Efford Fort - for those not familiar with it - is another of Lord Palmerston's follies. It was built circa 1860 and formed part of the north east line of Plymouth's land defences, designed to protect the area from potential French invasion. Later, the area was heavily occupied by a vast American army during the preparations for D-Day. 

It's now privately owned - Anderton and Rowlands fairground store some of their stuff up there and others live onsite therefore direct access to the interior of the fort is not possible. However, photos below show the casement tunnels and gun emplacements on the eastern side. Oh, and mucho evidence of chav…

Found this against the wall of the fort on our initial scout around - looks like a water sluice. Maybe held a reservoir behind..?






















Gun Emplacement:






Custard Cream anyone..?











This staircase used to lead directly up into the interior of the fort. The top is now cemented shut.






Haven't been able to explore this area yet. The floor, as you can see has fallen through but I understand it was originally used for ammunition storage.

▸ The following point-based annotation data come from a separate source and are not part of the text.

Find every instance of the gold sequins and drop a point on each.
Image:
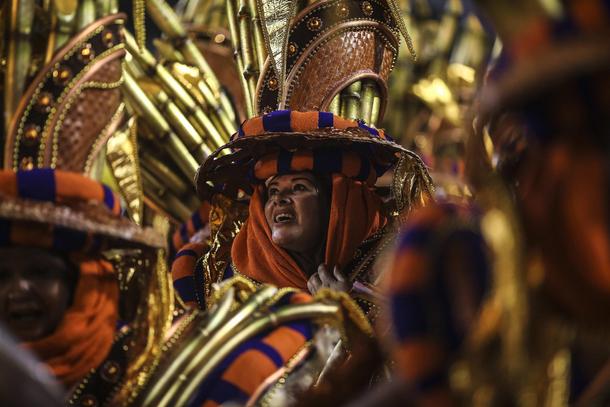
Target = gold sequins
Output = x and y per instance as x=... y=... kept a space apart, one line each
x=31 y=133
x=272 y=83
x=44 y=102
x=108 y=38
x=342 y=10
x=62 y=75
x=27 y=163
x=367 y=8
x=292 y=48
x=314 y=24
x=111 y=371
x=86 y=53
x=88 y=400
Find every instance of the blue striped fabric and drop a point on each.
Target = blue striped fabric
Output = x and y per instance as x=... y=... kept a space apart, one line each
x=283 y=161
x=68 y=239
x=108 y=196
x=186 y=288
x=5 y=232
x=327 y=160
x=186 y=252
x=37 y=184
x=278 y=121
x=325 y=119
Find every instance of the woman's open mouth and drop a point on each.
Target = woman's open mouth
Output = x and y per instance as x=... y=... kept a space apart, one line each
x=23 y=314
x=283 y=217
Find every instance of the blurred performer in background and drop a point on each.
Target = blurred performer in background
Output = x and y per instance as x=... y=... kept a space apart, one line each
x=73 y=270
x=535 y=331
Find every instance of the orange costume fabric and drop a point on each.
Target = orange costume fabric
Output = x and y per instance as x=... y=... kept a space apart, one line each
x=354 y=216
x=84 y=337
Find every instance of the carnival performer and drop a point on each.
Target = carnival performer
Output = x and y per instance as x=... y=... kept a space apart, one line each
x=69 y=259
x=315 y=217
x=313 y=205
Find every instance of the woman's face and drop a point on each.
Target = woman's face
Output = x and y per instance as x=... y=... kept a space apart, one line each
x=34 y=291
x=294 y=212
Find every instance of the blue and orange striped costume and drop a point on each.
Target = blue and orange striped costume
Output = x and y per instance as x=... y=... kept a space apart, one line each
x=85 y=333
x=238 y=377
x=59 y=187
x=425 y=314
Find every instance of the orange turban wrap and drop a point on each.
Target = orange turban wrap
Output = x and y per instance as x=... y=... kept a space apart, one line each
x=84 y=336
x=354 y=216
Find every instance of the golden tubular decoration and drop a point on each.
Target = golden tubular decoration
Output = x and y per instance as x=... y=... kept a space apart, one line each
x=375 y=110
x=205 y=327
x=185 y=130
x=65 y=11
x=18 y=55
x=206 y=348
x=163 y=198
x=52 y=34
x=176 y=184
x=139 y=18
x=167 y=20
x=397 y=15
x=335 y=105
x=276 y=16
x=259 y=38
x=105 y=7
x=249 y=72
x=85 y=14
x=122 y=157
x=284 y=315
x=188 y=106
x=190 y=79
x=194 y=9
x=159 y=126
x=235 y=40
x=350 y=97
x=369 y=91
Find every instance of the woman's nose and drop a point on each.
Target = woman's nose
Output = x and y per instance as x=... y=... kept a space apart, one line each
x=20 y=284
x=284 y=197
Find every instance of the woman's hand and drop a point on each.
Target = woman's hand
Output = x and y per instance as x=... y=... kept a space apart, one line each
x=325 y=279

One of the many many many butane cannisters lying about...


----------



## kernowexpeditionary (Feb 20, 2009)

nice one, been meaning to do this one for a while


----------



## GeorgieKirrin (Feb 20, 2009)

kernowexpeditionary said:


> nice one, been meaning to do this one for a while



It's very accessible at the mo (can I say that?) - hence the custard cream picnick - but hasn't been for ages.


----------



## Foxylady (Feb 21, 2009)

Ooh, that looks good. Love the sluice...cool find.


----------



## graybags (Feb 21, 2009)

*Efford*

My boss is related to the Rowlands, I'm working on a visit soon

If you look over on 28dl you may find what the tealights were used for 

G


----------



## GeorgieKirrin (Feb 21, 2009)

graybags said:


> My boss is related to the Rowlands, I'm working on a visit soon
> 
> If you look over on 28dl you may find what the tealights were used for
> 
> G



WOW! - I'm inspired and very much humbled. What awesome pics. Ooooo I'm so going to rip that idea! (erm, I mean, I like did it first.... ages ago... really...)


----------



## theterrorwheel (Feb 21, 2009)

awesome, great looking explore, woodland fort is very similar to that one, no sure if its got any access though at the moment, infact maybe it needs a new visit.


----------



## wingman (Aug 23, 2009)

Hiya, I remember going down the 'spirals' when I was about 13. 36 now, so that was a long time ago! Walked along that old corridor to the steps at the end. If you went up the steps, you ended up in the yard that the gypsies lived in. If you went down, you got to the rooms with the beams in them. I remember climbing across those beams! The worst part of the whole trip was climbing up a bank with a huge drop to the housing estate below, that was not fun!!


----------



## Urban Mole (Aug 23, 2009)

Nice, yet another Plymouth defence, there cant be many more, can there? 
Looks good all the same.
As for the cemented shut but, Im sure its not as good as you think 

Id just like to add, I think the ammo store you mention is wrong, ammo is not usually stored on a wooden floor with wooden beams, if you know what I mean


----------